OCBC appoints its first group chief sustainability officer

The banking veteran Mike Ng, who currently holds the role of head of sustainability office in global wholesale banking, will assume the newly created chief sustainability officer role.

Mike Ng OCBC Group CSO
Mike Ng has been appointed OCBC Group's first chief sustainability officer, after over a decade with the Singapore-based lender, where he is currently the head of global wholesale banking sustainability office. Image: OCBC Group

Two months after announcing its sectoral decarbonisation targets, Southeast Asia’s second-largest bank Oversea-Chinese Banking Corporation (OCBC) has created the role of group chief sustainability officer (CSO) to lead its sustainability efforts on the lending and wealth management fronts.

Mike Ng has been appointed to this new role, which he will assume on 1 August 2023, after over a decade with the Singapore-based lender. Ng first joined as OCBC’s head of structured and project finance, before expanding his role to drive sustainable finance solutions among large corporates in 2018 and assuming his current position as the head of the global wholesale banking sustainability office in June 2022.

OCBC told Eco-Business that a replacement for his current role has been secured internally, but did not reveal the individual’s name. The bank also shared that Ng will still be overlooking some aspects of global wholesale banking, and that the “dotted lines” of how various functions of the bank will report to the group CSO are in the process of being ironed out.

Ng is the latest executive to join the ranks of CSOs among regional rival banks DBS Bank and UOB, both of which appointed their first CSOs respectively in 2017 and 2021.

Ng’s new role will involve leading the group’s sustainability agenda across its banking and wealth management services, including efforts to support its clients’ transition into lower-carbon businesses, and delivering products and services to help clients achieve their climate action plans.

Over the past five years, Ng has advised corporate clients across different industries on their transition plans and has led the bank to make significant headway in financing renewable energy projects worldwide.
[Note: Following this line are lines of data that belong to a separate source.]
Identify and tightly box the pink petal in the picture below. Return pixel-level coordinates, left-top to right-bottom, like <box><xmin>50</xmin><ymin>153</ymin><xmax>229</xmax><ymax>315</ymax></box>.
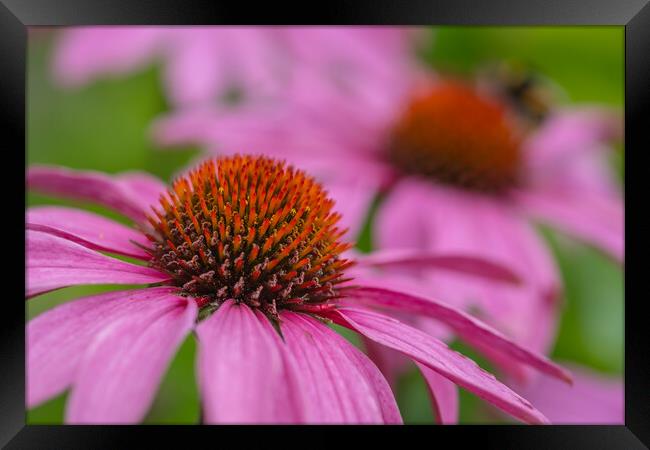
<box><xmin>66</xmin><ymin>294</ymin><xmax>197</xmax><ymax>424</ymax></box>
<box><xmin>415</xmin><ymin>361</ymin><xmax>458</xmax><ymax>425</ymax></box>
<box><xmin>27</xmin><ymin>166</ymin><xmax>164</xmax><ymax>222</ymax></box>
<box><xmin>26</xmin><ymin>206</ymin><xmax>151</xmax><ymax>259</ymax></box>
<box><xmin>517</xmin><ymin>188</ymin><xmax>625</xmax><ymax>262</ymax></box>
<box><xmin>330</xmin><ymin>307</ymin><xmax>547</xmax><ymax>423</ymax></box>
<box><xmin>375</xmin><ymin>179</ymin><xmax>561</xmax><ymax>377</ymax></box>
<box><xmin>346</xmin><ymin>285</ymin><xmax>571</xmax><ymax>383</ymax></box>
<box><xmin>357</xmin><ymin>249</ymin><xmax>520</xmax><ymax>283</ymax></box>
<box><xmin>508</xmin><ymin>366</ymin><xmax>625</xmax><ymax>425</ymax></box>
<box><xmin>26</xmin><ymin>287</ymin><xmax>177</xmax><ymax>408</ymax></box>
<box><xmin>362</xmin><ymin>337</ymin><xmax>410</xmax><ymax>389</ymax></box>
<box><xmin>54</xmin><ymin>26</ymin><xmax>162</xmax><ymax>86</ymax></box>
<box><xmin>197</xmin><ymin>300</ymin><xmax>302</xmax><ymax>423</ymax></box>
<box><xmin>165</xmin><ymin>28</ymin><xmax>232</xmax><ymax>106</ymax></box>
<box><xmin>26</xmin><ymin>230</ymin><xmax>169</xmax><ymax>297</ymax></box>
<box><xmin>281</xmin><ymin>312</ymin><xmax>401</xmax><ymax>423</ymax></box>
While the exact size of the bank’s renewables portfolio has not been disclosed, Ng estimated it to be “multiples” of its coal portfolio at a media briefing for its sector-specific decarbonisation targets earlier this year.

According to OCBC’s press release, Ng was “instrumental” in the bank’s move to cease financing for new coal-fired power plants in 2019. OCBC was the first Southeast Asian bank to announce a coal withdrawal policy.

In a statement, OCBC Group chief executive Helen Wong said that the bank had to “curate the role of a CSO differently from other organisations”, emphasising that the person assuming the role needs a strong sense of business acumen and deep expertise in financial products and services, beyond expertise in sustainability and climate change. For this reason, Ng is a “natural fit” given his experience in sustainable finance, she said.

The bank’s sustainable finance commitments reached S$47 billion (US$35 billion) as of March 2023. The bank is aiming to make S$50 billion in sustainable finance loans by 2025. OCBC became a signatory to the Net-Zero Banking Alliance (NZBA), a United Nations-convened initiative for banks to decarbonise the real economy, in October last year.

OCBC’s sectoral decarbonisation targets set in May follow DBS Bank‘s pledge last September and UOB‘s in October. Its announced interim and 2050 targets cover six sectors, including power, oil and gas, real estate, steel, aviation and shipping. The bank also pledged to cease project financing to upstream oil and gas, though environmental activists have expressed concern over how its targets will be met without restrictions on financing corporations expanding fossil fuels.